"Decadent" is the worst negative shibboleth
When "Anonymous", a "senior Trump Administration official", published the book "A Warning" in late 2019, there was a rush to try to unmask the author. It was an understandable rush -- the nameless official had previously submitted an opinion to the New York Times saying that the President was "erratic", "chaotic", unstable, and amoral. Just how high did the self-identified member of "a quiet resistance within the administration" rank?
■ While Anonymous was later revealed to be Miles Taylor, there were those who thought it might have been a Cabinet official, or perhaps even the Vice President. Certain tell-tale words were used to try to pinpoint the author's identity, with some people arguing that the frequent use of the uncommon word "lodestar" pointed to Mike Pence.
■ To be sure, stylometry is a fascinating way to try to read between the lines to find out who might have authored a document. Computers make the statistical analysis easier: People give themselves away through their choice of words. Just ask a teacher reading an essay that has been plagiarized, in whole or in part, by a student who doesn't take care to cover their tracks. The writer's "voice" is distinctive.
■ While shibboleths are typically used to signal in-group membership (and, sometimes, to sort out double agents), they can also inadvertently reveal an author's adherence to a way of thinking that needs to be held at arm's length.
■ One of those negative shibboleths is the word "decadence". If someone is using the word "decadence" -- especially when talking about their own country -- there's a very good chance they're on a completely wrong track.
■ The word "decadence", unless the author is talking about a particularly rich piece of chocolate cake, is a dead giveaway that the author thinks other people are enjoying themselves too much, in large numbers. While it is entirely possible for people to engage in behavior that takes fun too far, one of the basic premises of American civilization, at least, is that we have the "unalienable" right to pursue happiness. That's one of the basic purposes for having formed this country in the first place.

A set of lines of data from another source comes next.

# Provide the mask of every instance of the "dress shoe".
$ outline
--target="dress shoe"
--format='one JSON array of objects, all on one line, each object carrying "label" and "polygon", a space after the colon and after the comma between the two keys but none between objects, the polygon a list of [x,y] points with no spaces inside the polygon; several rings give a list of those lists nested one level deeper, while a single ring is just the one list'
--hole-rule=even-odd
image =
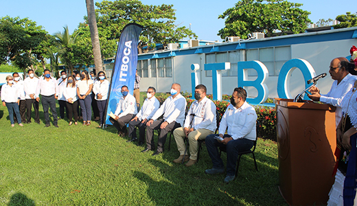
[{"label": "dress shoe", "polygon": [[212,168],[205,171],[205,173],[207,174],[221,174],[223,172],[224,172],[224,168]]},{"label": "dress shoe", "polygon": [[226,176],[226,178],[224,178],[224,183],[228,184],[229,182],[232,181],[234,179],[235,177],[235,175],[233,175],[233,176],[229,176],[229,175]]},{"label": "dress shoe", "polygon": [[163,152],[159,152],[158,150],[156,150],[155,152],[154,152],[154,154],[151,154],[152,156],[157,156],[157,154],[160,154],[160,153],[162,153]]},{"label": "dress shoe", "polygon": [[[174,159],[172,161],[174,162],[174,163],[182,163],[182,159],[183,159],[183,154],[180,155],[180,157],[178,157],[178,158],[177,158],[176,159]],[[188,159],[189,159],[188,155],[187,154],[185,155],[185,160],[184,160],[184,161],[186,161]]]},{"label": "dress shoe", "polygon": [[130,139],[130,140],[126,141],[126,142],[132,142],[132,141],[137,141],[137,138],[134,137],[134,138],[131,138],[131,139]]},{"label": "dress shoe", "polygon": [[187,163],[185,164],[185,166],[186,167],[191,167],[192,165],[194,165],[197,162],[197,159],[189,159]]}]

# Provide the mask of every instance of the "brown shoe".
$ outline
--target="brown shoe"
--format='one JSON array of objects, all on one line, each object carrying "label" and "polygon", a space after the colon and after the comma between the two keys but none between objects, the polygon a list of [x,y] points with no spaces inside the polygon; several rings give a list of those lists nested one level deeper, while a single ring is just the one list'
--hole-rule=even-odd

■ Thus when someone like an editor at the New York Post declares that "America is too dumb and decadent to last as a superpower", he's not passing a sound judgment on his fellow Americans -- he's declaring that he cares not for the American experiment in self-government itself. Sohrab Ahmari is, of course, entirely free to hold an opinion like that, as untethered to reality as it might be. But the rest of us are not obligated to pay such an opinion any serious respect.
■ In fact, when someone pulls out "decadence" as their linguistic weapon of choice, they're joining in a habit engaged by murderous, evil political regimes. The accusation of "decadence" is a value judgment with no objective standard. Thus it can mean "anything I do not like". In an authoritarian regime, that means the state can use the subjectivity as a tool of oppression. In a freer society, it screams of illiberalism.
■ If one holds an objective belief that a society has gotten soft around the edges and needs toughening up, then one ought to make a specific, fact-based case about what behaviors, rules, or practices need reform. That's how a democratic republic finds its way to the right path.
■ As it has been said, America isn't good at being right, but we're pretty good at getting it right. We get it right by engaging in a process of course correction over time. Merely disclaiming the zeitgeist as "decadent" does nothing of the sort: It's a sneer in the direction of thoughtful debate.